While filming Bruce in fight scenes Bruce had to slow down his movements so the camera would catch it. His training methods were legendary and some say he was the fastest human they had ever seen.
Bruce Lee, Chinese name Li Jun Fan was born November 27, 1940, in San Francisco. he was known for martial arts and who helped popularize martial arts movies in the 1970s.
He grew up in Hong Kong. He was introduced to the entertainment industry at an early age, as his father was an opera singer and part-time actor. The younger Lee began appearing in films as a child and was frequently cast as a juvenile delinquent or street urchin. As a teenager, he took up with local gangs and began learning kung fu to better defend himself. At that time he also started dance lessons, which further refined his footwork and balance; in 1958 Lee won the Hong Kong cha-cha championship.
His parents were worried about his street fighting and run-ins with the police, and they sent him to live in the United States shortly after he turned 18. He lived with family friends in Seattle, where he finished high school and studied philosophy and drama at the University of Washington.

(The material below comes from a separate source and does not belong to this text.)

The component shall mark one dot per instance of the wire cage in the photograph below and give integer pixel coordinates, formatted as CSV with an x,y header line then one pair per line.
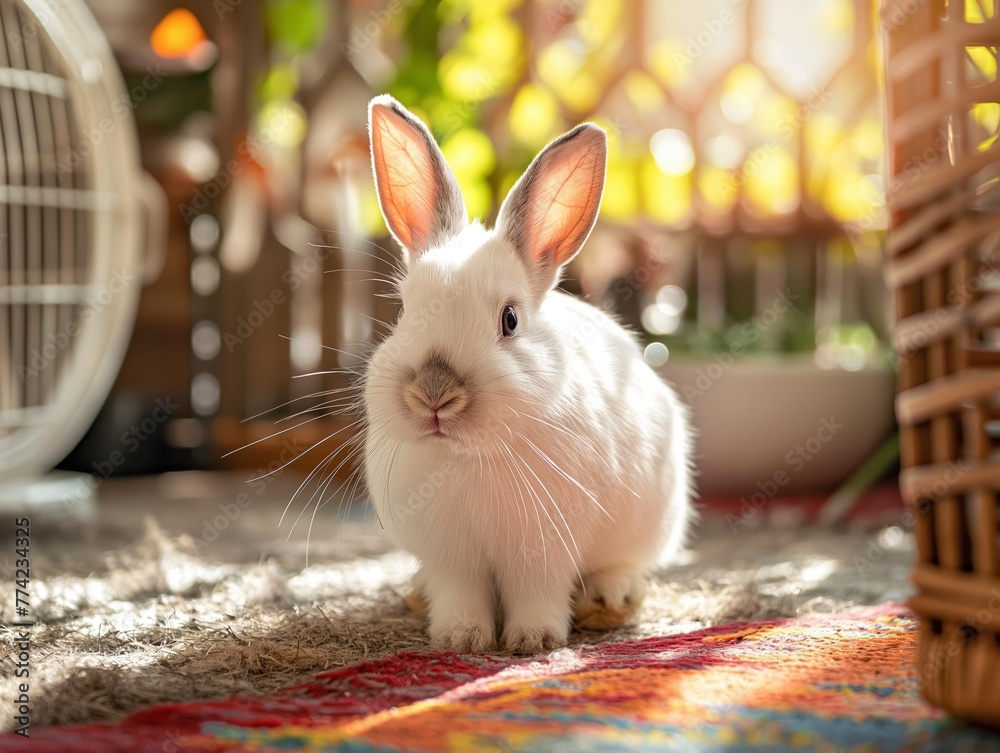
x,y
71,215
943,251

While in Seattle he opened his first martial arts school, and in 1964 he relocated to Oakland, California, to open a second school. It was about that time that he developed his own technique—jeet kune do, a blend of ancient kung fu, fencing, boxing, and philosophy—which he began teaching instead of traditional martial arts. He drew the attention of a television producer after giving a kung fu demonstration at a Los Angeles-area karate tournament, and he was cast as the sidekick Kato in the television series The Green Hornet (1966–67).
Bruce had problems finding acting jobs after The Green Hornet. He became a private instructor to the stars such as Steve McQueen. He moved to Hong Kong in 1971 and made three Asian movies, Fists of Fury, The Chinese Connection, and Return the Dragon.
The next movie was a joint production between Hong Kong and US production companies. The movie was called Enter the Dragon and it was Bruce’s breakthrough movie. Unfortunately, Bruce Lee died six days before the film’s Hong Kong release. The official cause was Cerebral edema… swelling of the brain.
Conspiracies still go on to this day. Some say he was murdered by Asian gangsters and others say the family was cursed…further spread when his son died while working on The Crow in 1993 an accidental shooting on set of The Crow.
Yea I know this is fake..,but…how cool would this have been?